The ingredients in this platter of link sausages are very similar. And trade secrets, so don't even ask.

  • Contrary to some really bad imagery (drawn from a combination of really bad poetry and really bad memoirs largely written by those who inherited at least enough wealth to "get by" in their respective cultures over the last four centuries), there's this ongoing myth of the "starving artist" as some kind of essential aspiration, or at least larval stage. This creates real problems when artists really do "starve" — which is not to say that starving in a postmodern garret in Camberwell resembles starving in Nairobi all that much — because it creates rather severe, non-talent-related entry gateways that simultaneously restrict both the backgrounds of prospective artists and the works created by actual artists. Those who wonder why it took so long for a black man to win an Oscar for his producer-director role, in a film about an essential part of the history of black men in America (and remember, that black man isn't even an American!), should consider that clawing out of abject poverty into the slightly less abject poverty of lower-end service industries was an improvement for an entire generation of black men.
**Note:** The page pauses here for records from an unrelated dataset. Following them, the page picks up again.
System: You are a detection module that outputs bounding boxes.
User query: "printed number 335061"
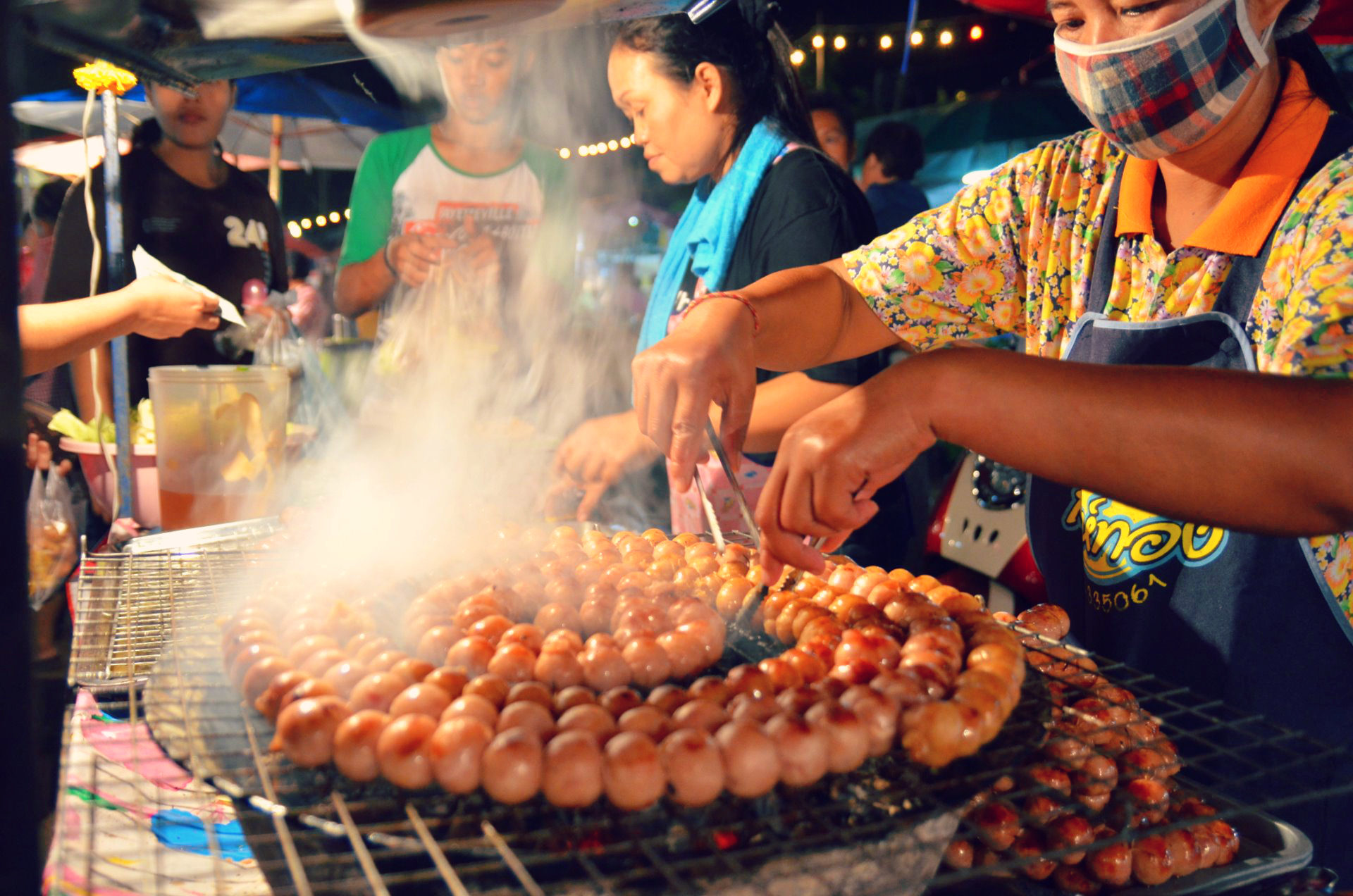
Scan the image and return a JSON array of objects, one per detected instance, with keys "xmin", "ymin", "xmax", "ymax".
[{"xmin": 1085, "ymin": 575, "xmax": 1165, "ymax": 613}]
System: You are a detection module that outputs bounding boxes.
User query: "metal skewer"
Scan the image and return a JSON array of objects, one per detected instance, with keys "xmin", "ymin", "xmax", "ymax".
[
  {"xmin": 705, "ymin": 420, "xmax": 760, "ymax": 551},
  {"xmin": 734, "ymin": 536, "xmax": 827, "ymax": 629},
  {"xmin": 691, "ymin": 468, "xmax": 724, "ymax": 554}
]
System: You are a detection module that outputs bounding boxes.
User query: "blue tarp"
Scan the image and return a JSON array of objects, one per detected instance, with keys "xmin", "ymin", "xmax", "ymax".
[{"xmin": 22, "ymin": 72, "xmax": 404, "ymax": 131}]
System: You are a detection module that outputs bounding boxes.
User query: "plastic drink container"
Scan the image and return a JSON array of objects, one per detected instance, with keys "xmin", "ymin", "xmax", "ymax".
[{"xmin": 150, "ymin": 366, "xmax": 290, "ymax": 530}]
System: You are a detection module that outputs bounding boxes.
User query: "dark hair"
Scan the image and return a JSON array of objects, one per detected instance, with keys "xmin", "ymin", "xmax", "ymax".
[
  {"xmin": 1277, "ymin": 31, "xmax": 1353, "ymax": 118},
  {"xmin": 808, "ymin": 91, "xmax": 855, "ymax": 151},
  {"xmin": 30, "ymin": 178, "xmax": 70, "ymax": 223},
  {"xmin": 860, "ymin": 122, "xmax": 925, "ymax": 180},
  {"xmin": 131, "ymin": 115, "xmax": 165, "ymax": 149},
  {"xmin": 616, "ymin": 4, "xmax": 817, "ymax": 163}
]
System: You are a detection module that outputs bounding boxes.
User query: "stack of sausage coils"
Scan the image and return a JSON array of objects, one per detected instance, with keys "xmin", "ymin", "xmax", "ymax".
[
  {"xmin": 221, "ymin": 526, "xmax": 1024, "ymax": 811},
  {"xmin": 944, "ymin": 604, "xmax": 1240, "ymax": 893}
]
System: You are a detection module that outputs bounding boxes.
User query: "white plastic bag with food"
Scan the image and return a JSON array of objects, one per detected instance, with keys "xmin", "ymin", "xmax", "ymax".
[{"xmin": 28, "ymin": 470, "xmax": 77, "ymax": 609}]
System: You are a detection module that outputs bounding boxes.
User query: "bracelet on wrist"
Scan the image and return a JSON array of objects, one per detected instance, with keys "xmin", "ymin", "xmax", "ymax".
[{"xmin": 682, "ymin": 292, "xmax": 760, "ymax": 336}]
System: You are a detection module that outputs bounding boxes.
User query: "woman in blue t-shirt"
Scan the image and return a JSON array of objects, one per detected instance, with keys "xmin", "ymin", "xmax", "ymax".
[{"xmin": 555, "ymin": 4, "xmax": 912, "ymax": 563}]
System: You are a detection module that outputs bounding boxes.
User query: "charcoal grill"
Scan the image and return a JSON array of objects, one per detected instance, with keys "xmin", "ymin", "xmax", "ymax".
[{"xmin": 50, "ymin": 535, "xmax": 1353, "ymax": 895}]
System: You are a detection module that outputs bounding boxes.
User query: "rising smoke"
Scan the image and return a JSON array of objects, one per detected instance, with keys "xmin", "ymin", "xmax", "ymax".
[{"xmin": 250, "ymin": 6, "xmax": 651, "ymax": 603}]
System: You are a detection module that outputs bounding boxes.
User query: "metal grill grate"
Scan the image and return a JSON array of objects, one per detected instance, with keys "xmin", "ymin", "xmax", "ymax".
[{"xmin": 50, "ymin": 548, "xmax": 1353, "ymax": 895}]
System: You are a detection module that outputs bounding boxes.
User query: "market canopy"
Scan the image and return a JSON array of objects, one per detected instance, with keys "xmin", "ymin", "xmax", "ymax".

It limited their ambitions, and it limited the ambitions of their children. Ironically, only those whose focus was away from the arts could "afford" to embrace them.
  • All of which is far more worth pondering than Jonathan Livingston Guano, the mid-twentieth-century's paeon to the unexamined life. That piece of dreck was taken down in simultaneously vicious and elegant prose by Ursula K. Le Guin in the late 1970s, in her speech/essay "Dreams Must Explain Themselves." Le Guin's text is sadly difficult to find (its first wide circulation was in a long out-of-print essay collection)... and the interplay between these two items and their respective contexts also reflects back on the preceding link sausage.
  • All of which turns back to the question of what do humanities students — not literary scholars, but mere English majors — have to offer in today's economy? One might argue that it depends upon accepting that accountancy knows the cost of everything and the value of nothing. One might not be far off, except near those margins when the difference between the cost of everything and true starvation is less than the margin of error in one's projections, one's ambitions... one's ancestry. Or one's willingness to go along to get along in the arts.
  • One of the annoyances of this Oscars this year is how few of the nominees I've had a chance to see. Unlike my previous two decades in East Central Redneckistan, it's not due to lack of availability in local theaters (which was as possible as it was only due to the large university population): It's because everything except the work itself is a miserable experience. And, again, this particular link sausage is made from many of the same ingredients as the preceding three on the platter.
  • Consider, too, misguided attempts by exploiters of the arts to protect "their" property that are encouraged — even compelled — by illogical application of legal and economic imperatives from the dawn of mass production to the arts. Bluntly, the "protect it or lose it" aspect of trademark and unfair competition law that mattered to silversmiths in the East End a couple of centuries back are not well considered in the arts... but they are, nonetheless, the law, and if Flightlessbird did not take this course of action it risks "losing" its valuable trademarks. For some value of "valuable trademarks" imposed by yet another incompatible perspective — accountancy and securities valuation.